According to the annual point in time survey of homelessness, Colorado in 2018 was among five states where more than a quarter of unsheltered people experiencing homelessness were part of families with children. The national rate of just under 10 percent.
The Denver Rescue Mission, Volunteers of America and the Salvation Army were among the service providers who sheltered families who had been at Samaritan House when construction began.
The Salvation Army also recently remodeled its facility for families experiencing homelessness. When the Salvation Army’s Lambuth Family Center on Federal Boulevard reopened, its managers relaxed curfews and regulations about when residents could be in common areas. The rule changes made it easier, for example, for parents whose work schedules keep them out late.
At Samaritan House, Zielinski said similar changes could be difficult at his facility. While the Salvation Army’s Lambuth Family Center is freestanding, Samaritan House also provides emergency shelter for up to 300 men every night.
“We do have to still, first of all, guarantee safety of children,” Zielinski said, but added policy changes were part of a “bigger building conversation that we’re starting to have.”

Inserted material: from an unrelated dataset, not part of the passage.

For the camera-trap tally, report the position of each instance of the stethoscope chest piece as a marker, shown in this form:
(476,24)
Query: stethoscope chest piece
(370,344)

The city, meanwhile, is looking broadly at how to improve shelter services. In an economy where housing costs have outstripped earnings, shelters have been increasingly providing a roof for seniors on fixed incomes as well as people who are employed. Families, women and young people also are seen as poorly served by the traditional model of offering only overnight beds to people who are not part of families or couples.